Corriere della Sera, 20 gennaio 2024
In memoria di Craxi
«Che ci sia stato un progresso si vede nella valutazione delle persone normali, degli storici e dei giornali. Le prime volte, le commemorazioni nell’anniversario della morte di Bettino Craxi erano la continuazione di una guerra civile. Quella di adesso è la pretesa che la commemorazione rimanga la continuazione di una storia dell’Italia repubblicana, il ricordo di un uomo che ha svolto un ruolo nel mondo», dice Stefania Craxi da Hammamet. La figlia dell’ex presidente del Consiglio, e per quasi 17 anni segretario del Partito socialista italiano, prevede per oggi l’arrivo di «un centinaio di persone» nella località tunisina nella quale il padre si rifugiò dal 1994 al 2000. Il trasferimento fu dovuto a inchieste e processi di «Mani pulite». La magistratura lo considerava latitante e l’ex presidente del Consiglio si definiva in esilio. Che queste commemorazioni non siano a Milano o a Roma, che la tomba di Craxi sia per sua volontà in Tunisia, conferma il peso di quanto avvenne al principio del decennio Novanta. Tuttavia le differenze tra l’Italia di oggi e quella di allora risaltano.

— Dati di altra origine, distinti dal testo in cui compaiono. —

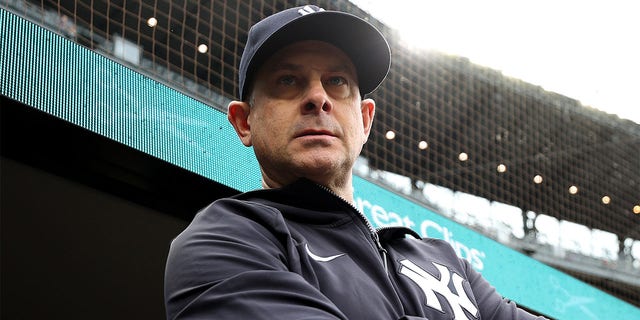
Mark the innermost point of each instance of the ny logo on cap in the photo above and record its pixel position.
(309, 9)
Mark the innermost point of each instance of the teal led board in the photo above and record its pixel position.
(50, 73)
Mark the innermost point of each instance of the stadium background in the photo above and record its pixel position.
(444, 101)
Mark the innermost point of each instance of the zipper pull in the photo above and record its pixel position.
(383, 252)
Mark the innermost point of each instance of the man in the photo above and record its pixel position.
(298, 249)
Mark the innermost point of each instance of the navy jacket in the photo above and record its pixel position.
(301, 252)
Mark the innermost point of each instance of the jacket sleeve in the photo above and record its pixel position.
(491, 304)
(232, 263)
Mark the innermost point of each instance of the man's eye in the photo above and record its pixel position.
(287, 80)
(337, 81)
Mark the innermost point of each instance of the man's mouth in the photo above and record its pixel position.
(314, 132)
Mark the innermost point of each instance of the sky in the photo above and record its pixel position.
(587, 50)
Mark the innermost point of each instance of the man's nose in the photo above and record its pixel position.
(317, 99)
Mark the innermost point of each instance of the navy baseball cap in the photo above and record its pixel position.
(363, 43)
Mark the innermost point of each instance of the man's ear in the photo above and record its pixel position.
(368, 109)
(238, 115)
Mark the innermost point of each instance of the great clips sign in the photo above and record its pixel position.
(516, 276)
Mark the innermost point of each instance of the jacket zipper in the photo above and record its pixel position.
(372, 232)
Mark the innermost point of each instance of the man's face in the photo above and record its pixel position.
(306, 117)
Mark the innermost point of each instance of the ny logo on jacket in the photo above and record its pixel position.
(430, 285)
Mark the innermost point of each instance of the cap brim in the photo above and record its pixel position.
(362, 42)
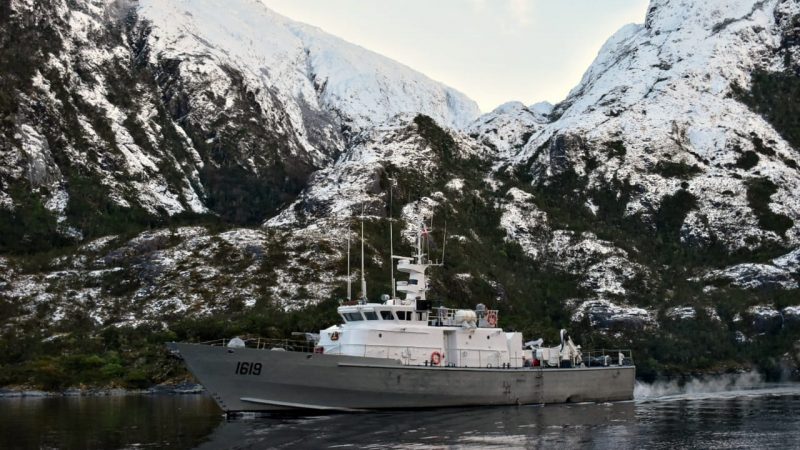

Cambiano le stagioni politiche, cambiano i corsi delle vite di ciascuno. «In questi 24 anni ho impedito che”il Caso Craxi” si chiudesse», rivendica Stefania Craxi, senatrice di Forza Italia e presidente della commissione Esteri e Difesa del Senato. Bobo Craxi, il secondo figlio, uno dei leader della formazione che usa tuttora la sigla Psi, al cimitero sulla tomba del padre è andato invece ieri con alcuni compagni e con due cantanti lirici che all’uscita hanno cantato Va pensiero e Bella ciao.
Temperamenti diversi, percorsi politici distanti, entrambi i Craxi, ascoltati separatamente, dimostrano di avere netta la percezione di un altro clima dopo il tempo passato dall’inizio del secolo. «Come accade per i grandi traumi, una ventina di anni fa si tendeva a non volerne parlare. Oggi se ne parla ogni settimana. La frattura della fine della Prima Repubblica è una storia viva nella memoria del Paese», osserva Bobo, consulente di aziende su «internazionalizzazione» di imprese e informazione. La sorella maggiore osserva: «La storia sta facendo il suo lento ma inesorabile lavoro».
Stefania Craxi
Fu un uomo che coprì un ruolo nel mondo
Lo condannò un teorema
C’è un paradosso notevole in questo. Nel dibattito pubblico la riconsiderazione politica della figura di Bettino Craxi, protagonista del socialismo italiano il cui nome è stato a lungo materia di cronaca giudiziaria, si è sviluppata in un’Italia che ha visto crescere, non restringersi, la cosiddetta «antipolitica» già evidente nella stagione di «Mani pulite». E come finanziare la politica in maniera legale, e funzionale alla democrazia, nel nostro sistema resta problema insoluto. Nel 1992, alla Camera, il segretario del Psi affermò che tutte le forze politiche «hanno ricorso e ricorrono all’uso di risorse aggiuntive in forme irregolari o illegali» rispetto ai fondi pubblici di allora e che nessun capo di partito si sarebbe potuto alzare per «un giuramento in senso contrario».
Sulla corruzione che fu al centro del terremoto di «Mani pulite» Stefania Craxi sostiene: «Non c’è alcuna prova che Craxi in persona possa aver chiesto del denaro. È stato condannato non per un reato penale, ma per un teorema». Bobo sottolinea differenze con certe ostentazioni di nuovi dirigenti politici attuali: «Al mio matrimonio eravamo in tutto una decina, non mi è mai venuto in mente di chiamare fotografi».
La sorella inaugurerà ad Hammamet una mostra su Craxi e l’Europa. Unanimità in Italia nel giudizio sulla figura del padre non ci sarà mai, e forse neppure lui, che aveva un’indole marcatamente determinata, la avrebbe desiderata. «Il presidente della Camera mi ha mandato un videomessaggio», è uno dei particolari che Stefania Craxi fornisce sulle commemorazioni organizzate dalla sua fondazione. Il presidente della Camera è della Lega. Una forza politica che nel 1992 non avrebbe ipotizzato di compiere un passo del genere.